Ma lei ha provato a inoltrarsi in quel territorio?
«Sì, ma ne ricevevo risposte meccaniche e liquidatorie. Ricordo una sera a casa Crespi, nell’ultimo Natale passato insieme. Umberto se ne stava seduto in disparte. Così ne approfittai per parlare con lui di cose che mi stavano a cuore: gli anni che passano, come cambia la mente, il futuro in relazione al passato. A un tratto si voltò di scatto fulminandomi: ma allora stai parlando sul serio? Come a dire: sei un pazzo a parlare di questi temi con gravità».
Forse il gioco era anche una modalità scelta per non raccontare troppo di sé.

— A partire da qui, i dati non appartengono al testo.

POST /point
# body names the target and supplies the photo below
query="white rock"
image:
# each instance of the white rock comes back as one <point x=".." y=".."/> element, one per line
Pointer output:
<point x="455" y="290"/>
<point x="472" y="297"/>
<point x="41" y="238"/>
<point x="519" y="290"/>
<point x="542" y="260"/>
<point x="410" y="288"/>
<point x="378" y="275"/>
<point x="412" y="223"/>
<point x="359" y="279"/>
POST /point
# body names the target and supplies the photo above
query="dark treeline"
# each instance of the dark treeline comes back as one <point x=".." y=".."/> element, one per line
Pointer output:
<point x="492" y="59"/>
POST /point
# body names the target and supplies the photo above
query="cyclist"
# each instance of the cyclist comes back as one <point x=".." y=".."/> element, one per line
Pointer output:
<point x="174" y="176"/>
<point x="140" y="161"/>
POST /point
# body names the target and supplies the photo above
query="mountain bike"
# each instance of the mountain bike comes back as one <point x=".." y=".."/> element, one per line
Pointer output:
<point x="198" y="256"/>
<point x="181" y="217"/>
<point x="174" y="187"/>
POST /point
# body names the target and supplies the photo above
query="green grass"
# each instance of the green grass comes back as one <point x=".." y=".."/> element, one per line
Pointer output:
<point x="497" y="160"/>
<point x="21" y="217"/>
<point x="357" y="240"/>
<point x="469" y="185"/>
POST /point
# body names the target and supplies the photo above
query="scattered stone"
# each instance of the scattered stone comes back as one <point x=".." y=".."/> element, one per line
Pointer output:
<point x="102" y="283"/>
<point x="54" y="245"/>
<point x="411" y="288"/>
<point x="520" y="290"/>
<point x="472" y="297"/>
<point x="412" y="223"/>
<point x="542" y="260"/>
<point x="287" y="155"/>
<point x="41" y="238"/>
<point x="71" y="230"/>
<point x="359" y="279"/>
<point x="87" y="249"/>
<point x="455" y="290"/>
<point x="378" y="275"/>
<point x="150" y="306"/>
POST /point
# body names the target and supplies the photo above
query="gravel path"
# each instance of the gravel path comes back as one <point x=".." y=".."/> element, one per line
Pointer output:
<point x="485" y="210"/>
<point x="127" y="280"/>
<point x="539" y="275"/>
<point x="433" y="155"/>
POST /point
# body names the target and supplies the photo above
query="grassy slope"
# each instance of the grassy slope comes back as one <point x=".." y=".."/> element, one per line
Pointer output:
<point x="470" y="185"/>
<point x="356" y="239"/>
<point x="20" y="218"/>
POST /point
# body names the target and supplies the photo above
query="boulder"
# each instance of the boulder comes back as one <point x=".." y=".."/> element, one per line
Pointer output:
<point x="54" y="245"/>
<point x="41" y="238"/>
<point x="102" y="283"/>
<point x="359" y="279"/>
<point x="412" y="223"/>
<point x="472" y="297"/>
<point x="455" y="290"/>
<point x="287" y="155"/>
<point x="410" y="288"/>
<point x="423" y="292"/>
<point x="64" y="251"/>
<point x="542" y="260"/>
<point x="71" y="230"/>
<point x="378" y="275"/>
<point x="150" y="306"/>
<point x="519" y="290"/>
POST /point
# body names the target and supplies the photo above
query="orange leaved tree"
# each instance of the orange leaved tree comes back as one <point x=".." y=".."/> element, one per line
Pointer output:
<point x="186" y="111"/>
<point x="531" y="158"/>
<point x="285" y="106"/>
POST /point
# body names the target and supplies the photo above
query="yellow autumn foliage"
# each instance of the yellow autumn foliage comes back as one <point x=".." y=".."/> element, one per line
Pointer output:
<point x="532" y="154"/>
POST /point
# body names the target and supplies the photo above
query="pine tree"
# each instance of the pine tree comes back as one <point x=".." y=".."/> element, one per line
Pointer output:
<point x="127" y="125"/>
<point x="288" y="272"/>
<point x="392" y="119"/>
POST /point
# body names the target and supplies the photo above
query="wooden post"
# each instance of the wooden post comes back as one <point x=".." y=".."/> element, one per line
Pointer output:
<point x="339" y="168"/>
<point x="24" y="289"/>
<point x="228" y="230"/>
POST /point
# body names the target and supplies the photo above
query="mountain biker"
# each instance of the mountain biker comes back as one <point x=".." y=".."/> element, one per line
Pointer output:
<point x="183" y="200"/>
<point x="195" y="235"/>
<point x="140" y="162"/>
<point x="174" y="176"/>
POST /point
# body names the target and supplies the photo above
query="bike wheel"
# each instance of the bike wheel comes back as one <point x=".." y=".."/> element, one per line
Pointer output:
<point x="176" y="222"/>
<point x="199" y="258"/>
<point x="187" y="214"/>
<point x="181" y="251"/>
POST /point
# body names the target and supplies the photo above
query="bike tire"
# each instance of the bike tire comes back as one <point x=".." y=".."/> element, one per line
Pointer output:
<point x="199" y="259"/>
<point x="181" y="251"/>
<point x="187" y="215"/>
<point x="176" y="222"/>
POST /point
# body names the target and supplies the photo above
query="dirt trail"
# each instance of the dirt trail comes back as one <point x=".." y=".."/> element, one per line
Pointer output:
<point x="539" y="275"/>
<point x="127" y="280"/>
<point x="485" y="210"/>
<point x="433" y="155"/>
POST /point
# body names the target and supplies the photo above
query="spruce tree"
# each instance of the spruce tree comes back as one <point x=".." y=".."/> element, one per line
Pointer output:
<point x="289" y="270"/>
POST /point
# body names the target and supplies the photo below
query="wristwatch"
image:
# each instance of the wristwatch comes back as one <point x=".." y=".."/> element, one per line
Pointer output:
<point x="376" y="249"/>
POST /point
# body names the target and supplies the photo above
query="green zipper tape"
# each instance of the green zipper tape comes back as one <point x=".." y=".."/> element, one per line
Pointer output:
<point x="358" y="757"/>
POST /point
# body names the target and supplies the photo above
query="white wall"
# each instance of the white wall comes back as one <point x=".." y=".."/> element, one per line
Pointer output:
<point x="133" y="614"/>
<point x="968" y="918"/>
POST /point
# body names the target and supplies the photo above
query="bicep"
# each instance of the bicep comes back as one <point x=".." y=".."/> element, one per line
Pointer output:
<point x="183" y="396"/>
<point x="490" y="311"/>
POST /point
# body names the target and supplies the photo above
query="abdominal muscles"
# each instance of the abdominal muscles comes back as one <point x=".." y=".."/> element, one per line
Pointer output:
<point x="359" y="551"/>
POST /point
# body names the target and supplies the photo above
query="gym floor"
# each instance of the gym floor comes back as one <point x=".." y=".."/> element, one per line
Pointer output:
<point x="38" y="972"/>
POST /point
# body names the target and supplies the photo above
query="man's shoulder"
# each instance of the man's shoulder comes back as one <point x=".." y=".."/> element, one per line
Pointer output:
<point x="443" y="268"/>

«E io al gioco mi sono fermato. Non ho mai cercato di svelare Umberto fino in fondo. Continuo a pensare che la nostra faccia sia un racconto scritto ogni giorno da noi stessi in modo inconsapevole. Il dovere del ritrattista è leggere questo racconto nel suo senso più autentico. E poi andare a riferirlo al proprietario del volto. Con Umberto questa operazione non l’ho mai tentata davvero. Perché da una parte mi bastava giocare. Dall’altra ho pensato che non fosse una cosa da fare».

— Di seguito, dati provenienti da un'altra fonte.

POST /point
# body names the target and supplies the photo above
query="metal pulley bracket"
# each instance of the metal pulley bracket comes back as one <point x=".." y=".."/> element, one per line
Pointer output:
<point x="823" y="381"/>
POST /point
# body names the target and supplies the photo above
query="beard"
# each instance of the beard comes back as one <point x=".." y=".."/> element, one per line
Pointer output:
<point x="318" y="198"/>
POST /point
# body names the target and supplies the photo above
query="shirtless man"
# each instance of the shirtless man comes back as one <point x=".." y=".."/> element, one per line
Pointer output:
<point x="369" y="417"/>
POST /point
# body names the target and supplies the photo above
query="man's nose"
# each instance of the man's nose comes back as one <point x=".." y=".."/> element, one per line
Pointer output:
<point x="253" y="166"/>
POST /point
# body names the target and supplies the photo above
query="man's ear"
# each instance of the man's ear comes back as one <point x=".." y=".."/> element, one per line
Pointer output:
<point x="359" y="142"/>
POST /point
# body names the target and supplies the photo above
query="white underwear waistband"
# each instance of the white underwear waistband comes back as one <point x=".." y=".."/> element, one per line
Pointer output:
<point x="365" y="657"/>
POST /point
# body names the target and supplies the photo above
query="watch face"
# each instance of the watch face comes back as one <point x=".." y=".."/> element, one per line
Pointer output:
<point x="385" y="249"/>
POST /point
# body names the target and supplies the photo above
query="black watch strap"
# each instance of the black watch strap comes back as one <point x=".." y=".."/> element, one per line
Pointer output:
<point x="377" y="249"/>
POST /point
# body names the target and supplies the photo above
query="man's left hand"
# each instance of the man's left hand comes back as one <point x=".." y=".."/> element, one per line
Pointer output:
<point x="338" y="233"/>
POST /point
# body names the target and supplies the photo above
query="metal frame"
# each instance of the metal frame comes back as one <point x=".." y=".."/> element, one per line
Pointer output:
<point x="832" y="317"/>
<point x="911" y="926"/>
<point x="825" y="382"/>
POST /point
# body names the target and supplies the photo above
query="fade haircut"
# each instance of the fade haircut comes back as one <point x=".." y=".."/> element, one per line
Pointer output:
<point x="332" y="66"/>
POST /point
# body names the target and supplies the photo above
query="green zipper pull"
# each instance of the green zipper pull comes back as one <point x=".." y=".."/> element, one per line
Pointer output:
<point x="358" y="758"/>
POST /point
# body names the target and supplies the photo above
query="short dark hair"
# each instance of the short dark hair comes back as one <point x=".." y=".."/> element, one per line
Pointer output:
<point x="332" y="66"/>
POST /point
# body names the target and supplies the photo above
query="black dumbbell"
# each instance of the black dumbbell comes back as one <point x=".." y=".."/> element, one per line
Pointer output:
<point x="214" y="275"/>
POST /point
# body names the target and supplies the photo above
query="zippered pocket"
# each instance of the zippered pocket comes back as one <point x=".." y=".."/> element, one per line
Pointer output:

Ne ha voluto rispettare il mistero.
«Sì, la caricatura finisce per giocare con la sua straordinaria cultura. Ma la vita, le sofferenze, gli amori restano fuori, qualcosa di chiuso in un baule senza chiave».
L’amicizia per un ritrattista è un fattore di complicazione?
«Sì, lo è. Se il compito del ritrattista è dire alla persona ritratta “ecco chi sei veramente, sappilo anche tu”, con un amico procedi con cautela, ti chiedi se sia indelicato. Però nel caso di Umberto il gioco garantiva libertà reciproca: al gioco non ci sono limiti. Non avevo paura di offenderlo facendogli gli occhi storti».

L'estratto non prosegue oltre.